Sail v. steam. Coasters were required to record particulars of their voyages on a page at the back of the Articles (Crew Lists). Below are the details recorded on the Isabella Walker in 1891. She was a wooden brigantine of 179 registered tons, registered in Bo'ness and owned by the Captain, James Ball of Littlehampton. Then comes the record of the Ribblemere. She was a coal burning steam coaster of 489 tons gross, 221 net, registered in Liverpool and owned by the Ribble Steamship Co Ltd (John S.Sellers & Co) also of Liverpool.

Isabella Walker made 9 passages in her six month period, including one of 11 days from London to Hull (at the time of the Great Blizzard of 1891) and another of 13 days from Burry Port to Faversham (in a period of light winds, mist and fog).

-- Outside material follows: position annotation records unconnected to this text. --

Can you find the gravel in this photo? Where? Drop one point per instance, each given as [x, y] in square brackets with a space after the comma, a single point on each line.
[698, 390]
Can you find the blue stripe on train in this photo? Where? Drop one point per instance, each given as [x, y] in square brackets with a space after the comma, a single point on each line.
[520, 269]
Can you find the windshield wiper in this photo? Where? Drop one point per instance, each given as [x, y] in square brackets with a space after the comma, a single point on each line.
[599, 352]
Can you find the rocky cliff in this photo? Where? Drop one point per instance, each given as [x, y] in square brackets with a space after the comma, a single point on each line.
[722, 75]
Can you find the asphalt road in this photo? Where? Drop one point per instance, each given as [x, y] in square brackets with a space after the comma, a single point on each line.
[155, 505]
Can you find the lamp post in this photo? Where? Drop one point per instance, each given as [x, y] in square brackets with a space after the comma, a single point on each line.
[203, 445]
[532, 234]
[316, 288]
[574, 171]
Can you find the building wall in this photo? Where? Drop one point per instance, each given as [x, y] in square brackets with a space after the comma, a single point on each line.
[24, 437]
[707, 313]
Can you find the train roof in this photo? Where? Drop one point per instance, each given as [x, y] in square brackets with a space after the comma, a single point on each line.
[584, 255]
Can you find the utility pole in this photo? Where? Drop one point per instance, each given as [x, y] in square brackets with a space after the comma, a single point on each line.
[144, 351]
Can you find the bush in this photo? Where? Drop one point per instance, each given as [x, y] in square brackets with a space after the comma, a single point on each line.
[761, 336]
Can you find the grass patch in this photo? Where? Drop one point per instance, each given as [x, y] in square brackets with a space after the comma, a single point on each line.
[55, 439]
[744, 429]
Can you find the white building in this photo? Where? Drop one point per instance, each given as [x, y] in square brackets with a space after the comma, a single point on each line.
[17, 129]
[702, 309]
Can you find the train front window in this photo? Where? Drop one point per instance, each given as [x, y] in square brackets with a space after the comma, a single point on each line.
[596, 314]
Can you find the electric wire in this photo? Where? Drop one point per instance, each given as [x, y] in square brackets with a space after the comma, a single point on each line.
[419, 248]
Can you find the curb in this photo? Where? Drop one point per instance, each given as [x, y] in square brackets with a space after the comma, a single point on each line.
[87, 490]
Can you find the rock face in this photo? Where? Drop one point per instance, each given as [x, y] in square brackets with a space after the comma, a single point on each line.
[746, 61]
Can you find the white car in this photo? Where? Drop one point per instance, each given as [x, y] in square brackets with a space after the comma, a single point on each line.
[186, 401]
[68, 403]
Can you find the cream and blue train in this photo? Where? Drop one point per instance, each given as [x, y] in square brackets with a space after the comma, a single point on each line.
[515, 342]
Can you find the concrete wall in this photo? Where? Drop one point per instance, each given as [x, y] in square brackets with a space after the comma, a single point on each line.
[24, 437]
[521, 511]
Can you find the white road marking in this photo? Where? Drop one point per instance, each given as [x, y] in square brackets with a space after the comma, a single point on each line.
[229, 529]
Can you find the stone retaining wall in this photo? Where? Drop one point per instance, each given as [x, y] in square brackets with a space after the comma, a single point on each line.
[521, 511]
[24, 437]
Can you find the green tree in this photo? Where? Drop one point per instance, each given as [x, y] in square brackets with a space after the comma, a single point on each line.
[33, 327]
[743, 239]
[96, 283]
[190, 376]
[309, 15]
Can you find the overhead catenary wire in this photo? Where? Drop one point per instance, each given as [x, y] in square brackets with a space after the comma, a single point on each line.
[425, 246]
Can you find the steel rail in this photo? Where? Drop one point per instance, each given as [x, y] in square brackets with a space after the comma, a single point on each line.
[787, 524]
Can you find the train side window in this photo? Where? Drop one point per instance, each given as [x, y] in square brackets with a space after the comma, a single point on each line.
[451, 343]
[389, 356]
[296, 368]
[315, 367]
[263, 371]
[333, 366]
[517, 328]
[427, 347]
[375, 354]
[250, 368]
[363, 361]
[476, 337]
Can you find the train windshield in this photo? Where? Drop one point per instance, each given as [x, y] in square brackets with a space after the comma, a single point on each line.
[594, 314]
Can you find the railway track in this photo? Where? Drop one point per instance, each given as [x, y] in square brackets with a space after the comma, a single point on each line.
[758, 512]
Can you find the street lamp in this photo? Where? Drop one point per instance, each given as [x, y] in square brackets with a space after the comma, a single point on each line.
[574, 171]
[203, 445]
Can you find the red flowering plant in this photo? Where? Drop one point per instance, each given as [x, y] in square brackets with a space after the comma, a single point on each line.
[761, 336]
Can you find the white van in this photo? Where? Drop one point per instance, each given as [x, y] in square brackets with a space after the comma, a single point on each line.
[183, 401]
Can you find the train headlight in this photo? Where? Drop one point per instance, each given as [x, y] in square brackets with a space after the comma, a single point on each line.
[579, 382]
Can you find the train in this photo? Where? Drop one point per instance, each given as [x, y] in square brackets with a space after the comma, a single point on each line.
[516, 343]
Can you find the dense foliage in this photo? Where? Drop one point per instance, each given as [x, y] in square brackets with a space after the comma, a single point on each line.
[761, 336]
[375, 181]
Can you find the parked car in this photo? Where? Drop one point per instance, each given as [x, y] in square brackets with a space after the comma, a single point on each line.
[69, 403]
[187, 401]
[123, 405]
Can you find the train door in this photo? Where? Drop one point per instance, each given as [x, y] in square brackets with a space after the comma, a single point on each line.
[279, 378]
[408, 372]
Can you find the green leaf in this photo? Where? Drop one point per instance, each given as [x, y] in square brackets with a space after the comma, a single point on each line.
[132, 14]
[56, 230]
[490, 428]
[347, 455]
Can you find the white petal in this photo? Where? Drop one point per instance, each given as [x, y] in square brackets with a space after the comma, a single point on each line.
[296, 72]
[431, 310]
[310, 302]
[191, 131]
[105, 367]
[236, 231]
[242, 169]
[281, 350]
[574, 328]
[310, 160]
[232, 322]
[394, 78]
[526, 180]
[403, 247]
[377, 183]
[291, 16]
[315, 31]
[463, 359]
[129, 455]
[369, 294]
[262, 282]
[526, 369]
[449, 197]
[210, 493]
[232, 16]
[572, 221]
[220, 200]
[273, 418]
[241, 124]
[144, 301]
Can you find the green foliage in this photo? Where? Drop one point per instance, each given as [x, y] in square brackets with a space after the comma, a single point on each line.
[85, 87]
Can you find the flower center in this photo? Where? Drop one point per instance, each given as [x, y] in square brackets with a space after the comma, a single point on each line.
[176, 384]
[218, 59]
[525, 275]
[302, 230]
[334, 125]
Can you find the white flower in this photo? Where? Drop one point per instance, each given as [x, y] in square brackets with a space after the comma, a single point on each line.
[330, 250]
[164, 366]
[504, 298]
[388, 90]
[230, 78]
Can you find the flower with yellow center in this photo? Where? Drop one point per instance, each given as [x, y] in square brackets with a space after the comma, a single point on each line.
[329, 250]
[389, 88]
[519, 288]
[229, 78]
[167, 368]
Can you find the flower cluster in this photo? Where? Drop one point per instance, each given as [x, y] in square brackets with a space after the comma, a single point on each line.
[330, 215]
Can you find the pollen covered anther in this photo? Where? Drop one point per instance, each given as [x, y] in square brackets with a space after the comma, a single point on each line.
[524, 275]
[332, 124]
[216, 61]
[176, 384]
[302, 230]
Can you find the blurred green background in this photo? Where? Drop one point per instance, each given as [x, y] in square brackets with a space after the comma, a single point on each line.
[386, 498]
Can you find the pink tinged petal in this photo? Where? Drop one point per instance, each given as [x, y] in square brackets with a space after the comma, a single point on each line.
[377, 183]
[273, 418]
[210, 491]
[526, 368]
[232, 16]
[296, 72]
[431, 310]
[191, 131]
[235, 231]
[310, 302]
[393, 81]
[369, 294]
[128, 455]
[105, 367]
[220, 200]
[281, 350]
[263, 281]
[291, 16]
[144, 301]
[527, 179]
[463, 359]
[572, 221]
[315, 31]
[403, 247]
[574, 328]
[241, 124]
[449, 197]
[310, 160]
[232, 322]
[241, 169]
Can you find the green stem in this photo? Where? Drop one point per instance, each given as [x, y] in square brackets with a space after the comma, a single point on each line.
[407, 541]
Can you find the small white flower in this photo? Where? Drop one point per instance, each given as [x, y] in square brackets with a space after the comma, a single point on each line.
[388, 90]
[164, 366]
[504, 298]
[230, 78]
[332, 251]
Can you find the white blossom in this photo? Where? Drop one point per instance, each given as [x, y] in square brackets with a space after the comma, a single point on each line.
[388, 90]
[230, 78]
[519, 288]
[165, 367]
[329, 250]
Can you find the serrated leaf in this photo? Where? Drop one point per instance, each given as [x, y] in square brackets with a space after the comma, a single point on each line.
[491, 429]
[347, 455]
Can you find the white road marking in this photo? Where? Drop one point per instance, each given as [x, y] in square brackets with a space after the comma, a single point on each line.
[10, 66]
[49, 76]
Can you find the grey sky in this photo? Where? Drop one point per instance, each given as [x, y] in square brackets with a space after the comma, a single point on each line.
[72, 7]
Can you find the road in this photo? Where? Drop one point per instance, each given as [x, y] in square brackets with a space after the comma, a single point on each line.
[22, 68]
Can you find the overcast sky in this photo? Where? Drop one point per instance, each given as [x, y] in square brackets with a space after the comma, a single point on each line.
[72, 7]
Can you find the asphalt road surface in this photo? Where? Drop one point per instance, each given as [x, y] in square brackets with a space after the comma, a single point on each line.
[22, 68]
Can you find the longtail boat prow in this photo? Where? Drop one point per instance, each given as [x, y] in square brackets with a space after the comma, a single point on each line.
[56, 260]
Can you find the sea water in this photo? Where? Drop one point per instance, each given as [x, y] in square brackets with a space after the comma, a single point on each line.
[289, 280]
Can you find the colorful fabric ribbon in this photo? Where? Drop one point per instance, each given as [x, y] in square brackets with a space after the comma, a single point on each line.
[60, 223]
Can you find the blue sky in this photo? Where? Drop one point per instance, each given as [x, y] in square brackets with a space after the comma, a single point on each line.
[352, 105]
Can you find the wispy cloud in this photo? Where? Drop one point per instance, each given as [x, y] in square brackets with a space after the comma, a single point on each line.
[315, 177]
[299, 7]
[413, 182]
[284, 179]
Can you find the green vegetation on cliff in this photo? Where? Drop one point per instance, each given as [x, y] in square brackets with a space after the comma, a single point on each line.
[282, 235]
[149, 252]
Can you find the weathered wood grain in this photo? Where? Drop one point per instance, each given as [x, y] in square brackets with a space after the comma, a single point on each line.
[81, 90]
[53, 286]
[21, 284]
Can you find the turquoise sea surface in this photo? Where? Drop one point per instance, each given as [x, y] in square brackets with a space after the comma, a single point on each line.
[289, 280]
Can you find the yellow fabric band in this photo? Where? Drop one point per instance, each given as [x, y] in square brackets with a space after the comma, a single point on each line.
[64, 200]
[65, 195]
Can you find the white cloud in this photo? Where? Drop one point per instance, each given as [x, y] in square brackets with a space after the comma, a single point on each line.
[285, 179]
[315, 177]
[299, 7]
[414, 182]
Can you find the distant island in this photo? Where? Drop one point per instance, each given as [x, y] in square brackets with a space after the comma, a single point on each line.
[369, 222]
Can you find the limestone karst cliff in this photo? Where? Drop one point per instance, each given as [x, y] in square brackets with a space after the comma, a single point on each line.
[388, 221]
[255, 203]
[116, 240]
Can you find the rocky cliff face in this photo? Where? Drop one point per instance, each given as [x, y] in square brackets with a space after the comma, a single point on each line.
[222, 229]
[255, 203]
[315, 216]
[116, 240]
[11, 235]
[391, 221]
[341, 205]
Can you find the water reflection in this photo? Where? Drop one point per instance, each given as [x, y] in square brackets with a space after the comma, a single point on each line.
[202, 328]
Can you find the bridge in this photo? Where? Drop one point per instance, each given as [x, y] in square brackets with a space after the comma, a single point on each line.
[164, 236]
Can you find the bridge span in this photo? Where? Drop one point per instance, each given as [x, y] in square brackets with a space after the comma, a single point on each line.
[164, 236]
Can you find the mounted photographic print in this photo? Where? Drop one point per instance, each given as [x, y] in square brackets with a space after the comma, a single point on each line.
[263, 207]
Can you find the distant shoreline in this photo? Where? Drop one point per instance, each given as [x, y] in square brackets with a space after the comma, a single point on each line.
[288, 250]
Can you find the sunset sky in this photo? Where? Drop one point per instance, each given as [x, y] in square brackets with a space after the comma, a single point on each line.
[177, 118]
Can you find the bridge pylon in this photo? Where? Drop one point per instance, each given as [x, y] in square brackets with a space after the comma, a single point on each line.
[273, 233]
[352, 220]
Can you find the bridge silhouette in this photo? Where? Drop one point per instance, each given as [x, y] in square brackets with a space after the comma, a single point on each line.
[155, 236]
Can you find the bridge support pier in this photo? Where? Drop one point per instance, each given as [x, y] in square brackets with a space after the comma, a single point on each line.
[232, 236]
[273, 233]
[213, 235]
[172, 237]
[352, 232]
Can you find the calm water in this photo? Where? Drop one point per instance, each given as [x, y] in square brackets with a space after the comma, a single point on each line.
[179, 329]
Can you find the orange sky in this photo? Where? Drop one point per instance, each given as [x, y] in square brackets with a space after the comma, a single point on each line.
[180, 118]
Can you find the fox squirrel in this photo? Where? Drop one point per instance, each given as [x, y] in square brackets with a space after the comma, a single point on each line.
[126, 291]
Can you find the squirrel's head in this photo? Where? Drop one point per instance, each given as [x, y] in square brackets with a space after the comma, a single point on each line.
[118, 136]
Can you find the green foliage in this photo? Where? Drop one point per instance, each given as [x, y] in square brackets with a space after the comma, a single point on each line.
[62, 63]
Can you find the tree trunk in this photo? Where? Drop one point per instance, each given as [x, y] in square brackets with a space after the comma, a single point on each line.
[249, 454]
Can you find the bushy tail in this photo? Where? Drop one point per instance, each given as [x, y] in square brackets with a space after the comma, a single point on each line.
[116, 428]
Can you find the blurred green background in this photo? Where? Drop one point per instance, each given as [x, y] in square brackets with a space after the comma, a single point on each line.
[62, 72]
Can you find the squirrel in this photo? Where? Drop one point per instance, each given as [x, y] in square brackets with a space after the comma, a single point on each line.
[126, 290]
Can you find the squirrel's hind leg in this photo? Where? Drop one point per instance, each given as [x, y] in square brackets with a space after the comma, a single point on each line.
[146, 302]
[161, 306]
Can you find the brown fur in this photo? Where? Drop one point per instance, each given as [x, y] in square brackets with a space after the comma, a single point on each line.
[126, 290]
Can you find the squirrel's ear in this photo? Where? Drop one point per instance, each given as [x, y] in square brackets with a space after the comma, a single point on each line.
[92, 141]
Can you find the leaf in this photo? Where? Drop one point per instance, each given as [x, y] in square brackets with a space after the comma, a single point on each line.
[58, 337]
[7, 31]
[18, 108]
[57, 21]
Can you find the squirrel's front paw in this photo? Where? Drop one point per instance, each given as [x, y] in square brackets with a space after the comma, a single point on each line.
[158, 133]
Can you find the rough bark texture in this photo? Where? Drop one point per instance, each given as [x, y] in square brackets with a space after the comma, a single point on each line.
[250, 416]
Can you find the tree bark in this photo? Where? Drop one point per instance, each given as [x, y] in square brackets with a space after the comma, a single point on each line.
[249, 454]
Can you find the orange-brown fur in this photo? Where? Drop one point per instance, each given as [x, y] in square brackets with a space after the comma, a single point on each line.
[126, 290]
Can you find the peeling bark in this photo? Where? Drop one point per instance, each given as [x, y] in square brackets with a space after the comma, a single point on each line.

Ribblemere made 24 passages, 22 of them in a three month period, or some 5 times more voyages over a given time than the brigantine. Given that, it's surprising that sail survived so long in coastal waters.

My grandfather was on the Isabella Walker as Hugh Forrester, Ordinary Seaman. He was on the Ribblemere as Captain John Stevenson. Don't ask - but if you know why he changed his name please let me know. I know the family story, of course, but, so far, I have found nothing to either confirm or deny it.